We, as interpreters of the law, not makers of the law, are powerless, in my view, to reach a different resolution. Accordingly, I would reverse the judgment of the Court of Appeals and remand the cause to the trial court where it would proceed as a contest between a parent and a non-parent under settled Tennessee authority.

. Presumably, the biological mother agreed to surrender her parental rights prior to the children’s birth.

. In Johnson v. Calvert, the intent to procreate test was used by the court by looking at the parties’ intentions as embodied in the surrogacy agreement and held that from the outset the genetic mother intended to be the child’s mother. 851 P.2d 776, 782-87 (Cal.1993).

."Father,” “mother,” and "parent” do not include a biological parent whose parental rights have been terminated for a child whose parentage is at issue. Tenn.Code. Ann. § 36-2-302 (2004).

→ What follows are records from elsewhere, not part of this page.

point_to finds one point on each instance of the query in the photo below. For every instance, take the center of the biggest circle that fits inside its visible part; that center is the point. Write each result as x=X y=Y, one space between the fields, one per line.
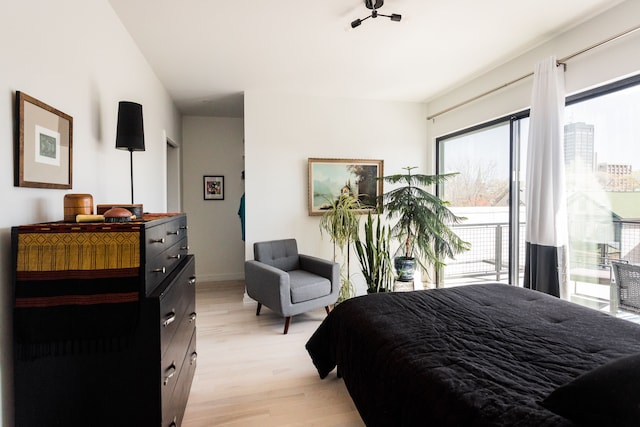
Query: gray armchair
x=290 y=283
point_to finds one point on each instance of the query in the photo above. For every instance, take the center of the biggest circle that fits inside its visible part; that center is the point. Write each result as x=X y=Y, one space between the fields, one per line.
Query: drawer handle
x=170 y=373
x=170 y=319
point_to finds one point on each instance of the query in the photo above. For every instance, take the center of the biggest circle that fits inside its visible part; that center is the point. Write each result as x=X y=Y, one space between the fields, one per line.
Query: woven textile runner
x=76 y=283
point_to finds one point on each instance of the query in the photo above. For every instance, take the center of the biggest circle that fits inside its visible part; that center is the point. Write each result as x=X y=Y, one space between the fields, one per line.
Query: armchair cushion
x=281 y=254
x=306 y=286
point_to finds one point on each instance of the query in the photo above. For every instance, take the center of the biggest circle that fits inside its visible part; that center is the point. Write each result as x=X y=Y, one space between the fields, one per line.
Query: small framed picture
x=43 y=145
x=213 y=187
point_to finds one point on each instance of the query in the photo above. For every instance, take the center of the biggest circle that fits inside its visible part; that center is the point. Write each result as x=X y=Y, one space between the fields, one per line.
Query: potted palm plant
x=341 y=222
x=373 y=254
x=423 y=226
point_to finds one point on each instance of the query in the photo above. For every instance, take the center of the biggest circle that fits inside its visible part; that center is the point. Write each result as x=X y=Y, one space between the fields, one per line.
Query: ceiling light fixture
x=374 y=13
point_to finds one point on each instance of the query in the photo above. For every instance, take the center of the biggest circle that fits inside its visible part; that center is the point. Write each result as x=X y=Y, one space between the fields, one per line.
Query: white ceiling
x=208 y=52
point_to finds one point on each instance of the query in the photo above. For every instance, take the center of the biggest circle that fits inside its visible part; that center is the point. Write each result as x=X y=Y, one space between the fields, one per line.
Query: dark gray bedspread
x=477 y=355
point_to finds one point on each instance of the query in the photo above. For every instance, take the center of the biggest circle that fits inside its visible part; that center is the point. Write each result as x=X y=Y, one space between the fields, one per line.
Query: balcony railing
x=488 y=258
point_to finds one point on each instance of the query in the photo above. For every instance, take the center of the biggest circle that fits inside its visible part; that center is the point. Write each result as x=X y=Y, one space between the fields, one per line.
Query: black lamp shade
x=130 y=132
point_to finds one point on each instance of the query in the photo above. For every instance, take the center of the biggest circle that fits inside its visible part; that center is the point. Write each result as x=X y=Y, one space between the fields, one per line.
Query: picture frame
x=43 y=151
x=213 y=186
x=328 y=178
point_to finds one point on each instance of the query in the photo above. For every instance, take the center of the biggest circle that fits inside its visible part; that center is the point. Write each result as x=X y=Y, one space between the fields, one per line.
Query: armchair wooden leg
x=287 y=322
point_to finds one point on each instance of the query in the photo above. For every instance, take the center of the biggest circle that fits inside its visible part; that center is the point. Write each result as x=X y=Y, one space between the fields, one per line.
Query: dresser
x=104 y=322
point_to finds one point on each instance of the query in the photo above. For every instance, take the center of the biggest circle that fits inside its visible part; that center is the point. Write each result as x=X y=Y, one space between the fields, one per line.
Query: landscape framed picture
x=213 y=187
x=329 y=178
x=43 y=154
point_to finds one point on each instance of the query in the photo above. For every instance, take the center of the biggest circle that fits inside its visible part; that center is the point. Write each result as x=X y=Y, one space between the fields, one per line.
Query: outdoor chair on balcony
x=625 y=292
x=290 y=283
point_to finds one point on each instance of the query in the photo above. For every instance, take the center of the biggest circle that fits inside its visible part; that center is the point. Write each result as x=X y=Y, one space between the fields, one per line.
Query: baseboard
x=213 y=277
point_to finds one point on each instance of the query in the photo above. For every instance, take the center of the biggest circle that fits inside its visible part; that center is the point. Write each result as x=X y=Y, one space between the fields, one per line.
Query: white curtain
x=545 y=194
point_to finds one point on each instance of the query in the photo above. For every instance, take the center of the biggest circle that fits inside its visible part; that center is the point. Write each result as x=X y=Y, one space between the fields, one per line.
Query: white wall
x=610 y=62
x=213 y=146
x=76 y=56
x=282 y=131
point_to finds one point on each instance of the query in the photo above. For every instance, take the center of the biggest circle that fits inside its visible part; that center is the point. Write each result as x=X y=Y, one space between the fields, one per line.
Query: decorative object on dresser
x=43 y=150
x=104 y=322
x=77 y=204
x=130 y=131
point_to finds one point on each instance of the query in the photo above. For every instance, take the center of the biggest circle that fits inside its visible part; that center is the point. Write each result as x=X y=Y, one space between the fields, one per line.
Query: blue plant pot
x=405 y=268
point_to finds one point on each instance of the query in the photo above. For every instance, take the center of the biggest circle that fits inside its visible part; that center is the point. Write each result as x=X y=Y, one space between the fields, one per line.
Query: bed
x=481 y=355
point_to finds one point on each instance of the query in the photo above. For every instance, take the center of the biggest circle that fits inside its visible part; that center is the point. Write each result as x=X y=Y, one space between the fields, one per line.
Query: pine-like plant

. Several courts have held that the individual providing the genetic imprint is the "parent.” Campbell, supra, § 4 (citing In re Marriage of Moschetta, 25 Cal.App.4th 1218, 30 Cal.Rptr.2d 893 (1994) as modified, (June 30, 1994); Robert B. v. Susan B., 109 Cal.App.4th 1109, 135 Cal.Rptr.2d 785 (2003); Arredondo by Arredondo v. Nodelman, 163 Misc.2d 757, 622 N.Y.S.2d 181 (N.Y.Sup.Ct.1994); Doe v. New York City Bd. of Health, 5 Misc.3d 424, 782 N.Y.S.2d 180 (N.Y.Sup.Ct.2004); Turchyn v. Cornelius, 1999 WL 689202 (Ohio Ct.App.1999)); see also Belsito v. Clark, 67 Ohio Misc.2d 54, 644 N.E.2d 760 (1994).

. If the parties had married, the plaintiff could contend that she was the legal mother of the children.